The Madrid summit that is coming up tomorrow in which President Clinton,
Prime Minister Gonzalez, and the President of the European Commission,
Mr. Santer, will participate in will set the stage for important new
cooperation between our two continents.
Only six months ago, here in Madrid, I called on the United States and
the nations of Europe to shape a New Transatlantic Agenda, and I am
delighted that we're now able to announce one tomorrow. At that time, I
said that every generation must renew the partnership by adapting to
meet the challenges of the new time. I believe the New Transatlantic
Agenda that will be signed tomorrow by our leaders will allow us to
advance the very enduring interest between the United States and Europe
in security, democracy, and prosperity around the world.
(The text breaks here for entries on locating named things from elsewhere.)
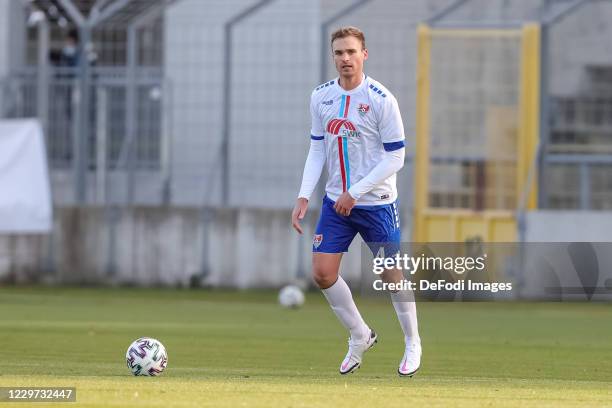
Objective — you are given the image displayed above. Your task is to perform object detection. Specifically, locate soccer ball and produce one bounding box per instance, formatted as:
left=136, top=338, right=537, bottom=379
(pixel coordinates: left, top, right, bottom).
left=278, top=285, right=304, bottom=308
left=125, top=337, right=168, bottom=376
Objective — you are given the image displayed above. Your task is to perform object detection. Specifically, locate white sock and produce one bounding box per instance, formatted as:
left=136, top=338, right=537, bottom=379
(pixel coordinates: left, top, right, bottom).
left=321, top=276, right=370, bottom=341
left=391, top=290, right=421, bottom=344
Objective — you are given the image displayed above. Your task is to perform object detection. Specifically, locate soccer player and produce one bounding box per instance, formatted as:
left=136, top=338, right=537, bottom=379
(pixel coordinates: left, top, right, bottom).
left=291, top=27, right=421, bottom=376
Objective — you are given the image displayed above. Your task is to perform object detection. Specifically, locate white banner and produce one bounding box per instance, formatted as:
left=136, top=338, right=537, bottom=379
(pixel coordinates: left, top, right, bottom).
left=0, top=119, right=52, bottom=233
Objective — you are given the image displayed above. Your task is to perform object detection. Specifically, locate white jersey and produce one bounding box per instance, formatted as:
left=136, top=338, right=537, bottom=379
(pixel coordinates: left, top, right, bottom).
left=310, top=75, right=405, bottom=205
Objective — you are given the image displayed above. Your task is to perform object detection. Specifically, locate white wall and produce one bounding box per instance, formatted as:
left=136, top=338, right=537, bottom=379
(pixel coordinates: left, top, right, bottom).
left=165, top=0, right=451, bottom=208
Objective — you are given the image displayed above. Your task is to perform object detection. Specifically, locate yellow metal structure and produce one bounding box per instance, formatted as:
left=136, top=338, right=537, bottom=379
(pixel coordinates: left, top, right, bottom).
left=413, top=24, right=540, bottom=242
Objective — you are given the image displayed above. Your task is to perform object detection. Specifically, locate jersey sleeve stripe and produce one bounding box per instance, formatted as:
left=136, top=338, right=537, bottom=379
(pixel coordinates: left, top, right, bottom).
left=383, top=140, right=405, bottom=152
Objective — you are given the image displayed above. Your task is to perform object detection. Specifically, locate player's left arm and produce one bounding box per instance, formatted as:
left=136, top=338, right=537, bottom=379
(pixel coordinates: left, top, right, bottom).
left=336, top=95, right=406, bottom=215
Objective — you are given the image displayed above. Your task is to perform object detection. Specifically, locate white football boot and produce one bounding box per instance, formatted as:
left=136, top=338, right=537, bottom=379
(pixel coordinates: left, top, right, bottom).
left=397, top=340, right=422, bottom=377
left=340, top=329, right=378, bottom=375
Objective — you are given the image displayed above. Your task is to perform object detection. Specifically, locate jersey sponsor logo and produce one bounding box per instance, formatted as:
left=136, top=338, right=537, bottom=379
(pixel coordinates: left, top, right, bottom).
left=312, top=234, right=323, bottom=248
left=357, top=103, right=370, bottom=116
left=327, top=118, right=361, bottom=138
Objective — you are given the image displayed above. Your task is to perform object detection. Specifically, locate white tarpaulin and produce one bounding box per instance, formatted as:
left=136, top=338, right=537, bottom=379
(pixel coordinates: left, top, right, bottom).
left=0, top=119, right=52, bottom=233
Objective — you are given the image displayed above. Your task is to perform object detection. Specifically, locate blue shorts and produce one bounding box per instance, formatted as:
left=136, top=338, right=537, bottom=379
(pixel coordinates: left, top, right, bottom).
left=312, top=196, right=401, bottom=256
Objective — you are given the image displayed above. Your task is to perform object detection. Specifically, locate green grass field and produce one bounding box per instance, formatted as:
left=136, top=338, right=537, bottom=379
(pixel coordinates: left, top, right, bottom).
left=0, top=287, right=612, bottom=408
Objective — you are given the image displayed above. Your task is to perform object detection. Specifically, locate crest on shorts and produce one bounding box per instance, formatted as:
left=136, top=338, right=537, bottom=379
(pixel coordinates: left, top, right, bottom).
left=357, top=103, right=370, bottom=116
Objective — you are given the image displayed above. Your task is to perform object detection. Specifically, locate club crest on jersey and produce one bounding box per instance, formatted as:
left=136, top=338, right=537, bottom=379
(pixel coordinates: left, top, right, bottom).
left=312, top=234, right=323, bottom=248
left=357, top=103, right=370, bottom=116
left=327, top=119, right=361, bottom=138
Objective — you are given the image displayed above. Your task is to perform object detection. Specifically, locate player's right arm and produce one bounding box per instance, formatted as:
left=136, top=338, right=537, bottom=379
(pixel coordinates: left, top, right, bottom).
left=291, top=91, right=326, bottom=234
The Agenda reflects President Clinton's very strong commitment to Europe
and relationships with Europe that have been a central element of our
foreign policy ever since the President took office now almost three
years ago. Under the new Agenda, we'll move from periodic consultation
to a sustained cooperation to promote our common interests in four
important areas.
First, promoting peace, development, and democracy around the world.
Second, combating--and this is really a new agenda--combating
international crime, terrorism, and drug trafficking, and meeting
environmental challenges around the world.
Third, expanding global trade and eliminating the remaining barriers to
transatlantic trade and investment. My colleague, Ambassador Kantor,
will explain our initiative of a new Transatlantic Marketplace that will
support business and create new jobs.
Fourth, building new bridges between the peoples--not just the
countries, but between the peoples of Europe and the United States.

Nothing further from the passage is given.